Below are some of the recommended nutrients of the Association Of American Feed Control Officials (AAFCO). It will guide you in your choice of food, depending on your dog's stage of growth, activity level, if it is a pregnant bitch or just a pet with a sedentary lifestyle.

Three Steps to Determine How much to Feed your Puppy

To determine the amount of dog food to begin with when you start feeding a growing puppy, apply the following steps:

Step 1: Find a dog nutrition chart ( Just go online and type in dog nutrition chart) and determine the number of calories per pound of body weight your puppy should have for his age. For example, a 7-week-old pup weighing five pounds needs 400 calories every day.

Step 2: Divide the number of calories contained in a pound of the food you are feeding into the number of calories your puppy needs every day to find out how much food you should offer to begin with. For instance, if the 7-week-old pup is being fed a dog food containing 600 calories per pound, he needs about 400/600 cal per Ib. or 0.66 pounds of dog food each day.

Step 3: Divide the amount of food needed each day into the appropriate number of daily feedings, according to the following rule: If the puppy is from six weeks to four months of age, feed him four times per day. If the pup is from four months to 12 months, feed it three-times daily. When the pup is over 12 months, feed him twice daily for the rest of his life, 1/3 in the morning and 2/3 in the evening.
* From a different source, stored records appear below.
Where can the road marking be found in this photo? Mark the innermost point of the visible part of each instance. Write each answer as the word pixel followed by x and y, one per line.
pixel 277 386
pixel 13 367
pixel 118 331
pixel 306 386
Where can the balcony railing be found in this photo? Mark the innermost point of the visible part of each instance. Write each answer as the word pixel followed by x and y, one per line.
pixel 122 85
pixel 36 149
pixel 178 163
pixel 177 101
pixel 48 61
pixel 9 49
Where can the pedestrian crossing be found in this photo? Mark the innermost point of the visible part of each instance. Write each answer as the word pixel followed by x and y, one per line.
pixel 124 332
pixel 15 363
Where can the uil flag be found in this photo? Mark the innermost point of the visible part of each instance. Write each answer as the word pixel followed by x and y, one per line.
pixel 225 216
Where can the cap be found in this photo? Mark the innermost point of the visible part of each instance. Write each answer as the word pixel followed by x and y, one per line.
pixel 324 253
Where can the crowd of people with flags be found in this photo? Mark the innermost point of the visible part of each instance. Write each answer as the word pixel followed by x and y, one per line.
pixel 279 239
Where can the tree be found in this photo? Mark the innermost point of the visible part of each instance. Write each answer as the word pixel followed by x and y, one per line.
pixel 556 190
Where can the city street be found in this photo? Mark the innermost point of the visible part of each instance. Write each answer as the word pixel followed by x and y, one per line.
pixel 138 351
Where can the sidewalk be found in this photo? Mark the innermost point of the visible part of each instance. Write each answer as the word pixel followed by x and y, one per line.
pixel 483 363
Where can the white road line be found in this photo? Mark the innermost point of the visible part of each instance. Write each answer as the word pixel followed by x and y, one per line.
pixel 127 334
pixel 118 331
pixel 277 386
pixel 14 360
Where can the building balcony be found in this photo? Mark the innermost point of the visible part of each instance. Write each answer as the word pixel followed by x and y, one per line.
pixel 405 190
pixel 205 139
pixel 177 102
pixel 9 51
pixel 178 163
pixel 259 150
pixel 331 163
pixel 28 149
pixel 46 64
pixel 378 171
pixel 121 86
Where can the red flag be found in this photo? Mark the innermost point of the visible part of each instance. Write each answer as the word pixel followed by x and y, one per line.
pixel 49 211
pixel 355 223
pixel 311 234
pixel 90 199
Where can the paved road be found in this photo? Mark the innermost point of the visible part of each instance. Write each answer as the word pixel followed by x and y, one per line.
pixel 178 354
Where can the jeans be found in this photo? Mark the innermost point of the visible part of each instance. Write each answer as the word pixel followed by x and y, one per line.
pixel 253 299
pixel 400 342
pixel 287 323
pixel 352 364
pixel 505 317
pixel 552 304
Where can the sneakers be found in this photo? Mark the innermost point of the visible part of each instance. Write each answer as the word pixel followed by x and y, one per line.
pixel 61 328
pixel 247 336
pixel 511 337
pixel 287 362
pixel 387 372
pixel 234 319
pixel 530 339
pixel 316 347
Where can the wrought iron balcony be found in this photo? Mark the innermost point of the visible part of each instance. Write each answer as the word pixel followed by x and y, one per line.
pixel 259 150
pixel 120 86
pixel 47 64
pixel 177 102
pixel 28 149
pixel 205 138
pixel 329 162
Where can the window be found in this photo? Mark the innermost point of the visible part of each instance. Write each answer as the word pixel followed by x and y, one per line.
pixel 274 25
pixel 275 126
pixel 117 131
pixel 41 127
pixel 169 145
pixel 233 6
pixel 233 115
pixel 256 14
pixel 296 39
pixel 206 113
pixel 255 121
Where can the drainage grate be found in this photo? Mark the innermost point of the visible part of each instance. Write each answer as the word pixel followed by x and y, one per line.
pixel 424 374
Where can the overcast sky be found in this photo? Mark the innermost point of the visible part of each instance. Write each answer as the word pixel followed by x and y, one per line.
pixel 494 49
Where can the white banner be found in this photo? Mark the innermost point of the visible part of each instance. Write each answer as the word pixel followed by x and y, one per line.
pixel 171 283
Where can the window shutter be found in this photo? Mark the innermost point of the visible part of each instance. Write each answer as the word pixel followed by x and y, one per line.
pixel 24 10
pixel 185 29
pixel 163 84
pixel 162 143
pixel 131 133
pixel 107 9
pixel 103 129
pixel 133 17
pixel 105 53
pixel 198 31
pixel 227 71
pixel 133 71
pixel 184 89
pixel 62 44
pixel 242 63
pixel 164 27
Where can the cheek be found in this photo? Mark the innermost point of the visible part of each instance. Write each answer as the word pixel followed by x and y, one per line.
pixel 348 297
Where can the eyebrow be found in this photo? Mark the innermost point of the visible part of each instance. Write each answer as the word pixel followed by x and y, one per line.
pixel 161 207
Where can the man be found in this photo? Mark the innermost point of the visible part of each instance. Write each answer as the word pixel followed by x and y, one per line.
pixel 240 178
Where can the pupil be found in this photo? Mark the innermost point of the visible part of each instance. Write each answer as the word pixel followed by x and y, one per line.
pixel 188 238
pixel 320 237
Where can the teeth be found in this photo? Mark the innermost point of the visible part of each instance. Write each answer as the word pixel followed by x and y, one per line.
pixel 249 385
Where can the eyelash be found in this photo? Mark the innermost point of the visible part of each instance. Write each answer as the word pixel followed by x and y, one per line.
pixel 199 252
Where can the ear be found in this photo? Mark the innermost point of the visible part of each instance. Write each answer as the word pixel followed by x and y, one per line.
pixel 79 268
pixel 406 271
These are guide lines to give your puppy the correct amount of dog nutrition.

Puppies do not need to be fed six to eight times daily. although such frequent feedings may improve slightly the efficiency with which the puppy uses the dog food, but it is to such a small degree that the extra time spent in preparing and feeding many meals is not worth the effort. Puppies have been raised successfully with only two or three daily feedings immediately from weaning, but four seems to be the number that provides the best growth for the least effort by the dog owner. If a puppy cleans up every bit of food offered for three days in a row, add 5% more dog food to the daily feeding.

If he continues to eat everything he is offered for three more days, add 5% more dog food. Continue to add dog food at this rate until the puppy leaves a tiny bit at each meal. It is entirely possible in a growing puppy, that you may never reach a point at which he will leave any food, until he is almost grown.

There is no need to worry as long as the puppy gains about he same amount of weight each week as he did the week before. Between 10 and 12 months of age, the rate at which a puppy grows starts to slow down. At the same time the dog's food consumption also begins to drop. This is a normal occurrence, brought about by the reduction in the dog's need for extra nutrients and
energy required for growth.

The reduction is simply an indication that the puppy is reaching maturity. Some dog owners may mistake this reduction in food consumption as an indication of illness but providing he has been fed the right dog nutrition there is no problem. This fear becomes even more pronounced when the maturing process makes the dog less active, as well. Novice dog owners usually forget that human adolescents go through the same steps on their way to becoming adults. Other dog owners may forget the fact that the maturing process in the dog requires only about 12 months to complete, while in humans it usually takes 20 years!